Automated detection recovery systems are desirable and are prevalent on instrument systems. As an example, a sample’s response curve is evaluated by an algorithm. The algorithm can detect whether the response is too noisy, and if so signal the analyzer to suppress reporting that result (e.g., the recovery). Note that either the previous temperature sensor detection system or quality control are manual detection recovery systems.

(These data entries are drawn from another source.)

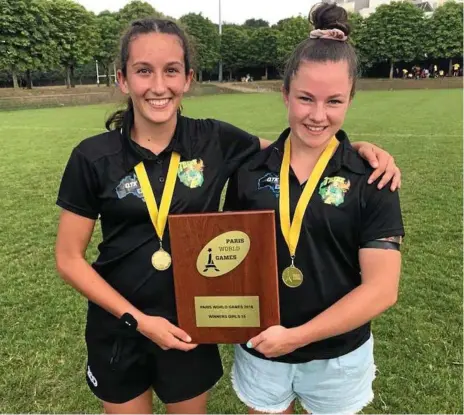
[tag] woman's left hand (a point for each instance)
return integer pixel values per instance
(274, 342)
(382, 162)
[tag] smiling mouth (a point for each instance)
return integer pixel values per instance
(159, 103)
(315, 129)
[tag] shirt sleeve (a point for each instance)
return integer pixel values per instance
(381, 214)
(236, 145)
(233, 197)
(78, 191)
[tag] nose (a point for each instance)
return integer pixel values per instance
(159, 84)
(318, 113)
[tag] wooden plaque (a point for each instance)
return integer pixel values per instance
(225, 274)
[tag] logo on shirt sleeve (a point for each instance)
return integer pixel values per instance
(270, 181)
(190, 173)
(333, 190)
(129, 186)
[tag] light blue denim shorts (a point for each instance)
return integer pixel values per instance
(342, 385)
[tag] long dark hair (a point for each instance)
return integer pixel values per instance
(324, 16)
(141, 27)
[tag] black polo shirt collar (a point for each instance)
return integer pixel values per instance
(134, 153)
(345, 155)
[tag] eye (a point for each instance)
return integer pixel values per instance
(172, 71)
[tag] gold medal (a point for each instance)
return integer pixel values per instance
(161, 260)
(292, 277)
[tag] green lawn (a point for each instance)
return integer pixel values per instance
(418, 343)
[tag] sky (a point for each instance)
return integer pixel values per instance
(233, 11)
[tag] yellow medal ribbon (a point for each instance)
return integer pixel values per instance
(161, 260)
(291, 231)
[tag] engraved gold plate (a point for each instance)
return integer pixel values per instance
(227, 311)
(161, 260)
(292, 277)
(223, 254)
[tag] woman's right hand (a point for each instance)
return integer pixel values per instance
(164, 334)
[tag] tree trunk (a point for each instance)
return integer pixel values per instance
(28, 79)
(15, 79)
(68, 77)
(73, 81)
(108, 75)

There is no guarantee that an automated detection recovery system has fault isolation. In the noisy response example, there is no indication of what is causing the noise. For example, it could be a lipemic specimen or alternatively a dirty reaction chamber.

Diagnostic accuracy

The final dimension in this essay is the diagnostic accuracy of the detection system. This was also covered in the AACC expert session and relates the to number of false positives and false negatives that occur with the detection process.

Final Summary

With sufficient knowledge, one would either design a system without errors or employ detection systems for all possible failures. However, one does not have this knowledge. Good detection systems have high diagnostic accuracy, are automated, and have fault isolation. The value of quality control is that in spite of not having fault isolation or being automated, it can catch errors that are missed by detection systems.